For weeks this fall, residents driving down sections of Sunset Avenue (between Mt. Prospect and Brookdale avenues) and Oakridge Avenue (near Stocker Road) were caught off-guard by divots in the street caused by parallel strips of asphalt that had been cut out of the roadway. The orange cones that were eventually placed there were helpful, especially in the dark, but only added to the mystery. Were the breaks in the macadam stealth weapons to slow down speeders? Or were they soon to be raised up into bona fide speed “tables”? The location of the strips on notorious cut-through streets, and the precise spacing of the cutouts, did seem to point that way. Then, one day in mid-November, the cones and divots disappeared as mysteriously as they appeared, covered up by fresh asphalt.
Oakridge Road residents were particularly confused by the turn of events, since they had been told at a meeting this past summer in connection with the street’s planned fall repaving that speed tables would be installed as part of the project. At that meeting, the residents in attendance literally cheered the announcement. Once the resurfacing was complete in late October, residents got notices in their mailboxes that speed bumps were going in; the next day trenches were dug.
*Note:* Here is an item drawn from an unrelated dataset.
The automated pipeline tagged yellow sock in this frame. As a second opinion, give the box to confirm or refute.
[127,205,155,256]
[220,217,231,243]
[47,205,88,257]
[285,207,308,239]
Then, for two and a half weeks, nothing happened. Finally, the trucks were back, but not to install speed bumps: To Oakridge residents’ astonishment, workers filled in the indentations in the asphalt. Sunset’s divots have also disappeared. (Derwent Avenue, by the way, went through the same trenching process, but there actual speed humps were installed. And yes, they are slowing traffic down.)

At least one Oakridge resident suspects that a neighbor who was opposed to the speed humps swayed town officials against them at the eleventh hour. Further down Oakridge, near the corner of Fellswood, spray paint still shows where the macadam was marked–but never cut, perhaps indicating some resistance from that quarter. But how could one person’s objection alter a decision that had been approved and planned by the town, communicated to residents and for which work had even been started? What did the town spend on doing and un-doing the speed bump work, and why were the residents who had supported the bumps—who had appealed for them for more than a decade–not brought into the process when the thinking changed? What is going to deter speeders now that the road is smooth? These days, one resident says wistfully, they’re missing their potholes, which at least slowed drivers down.
Township Engineer Jim Helb did not return calls from MyVerona.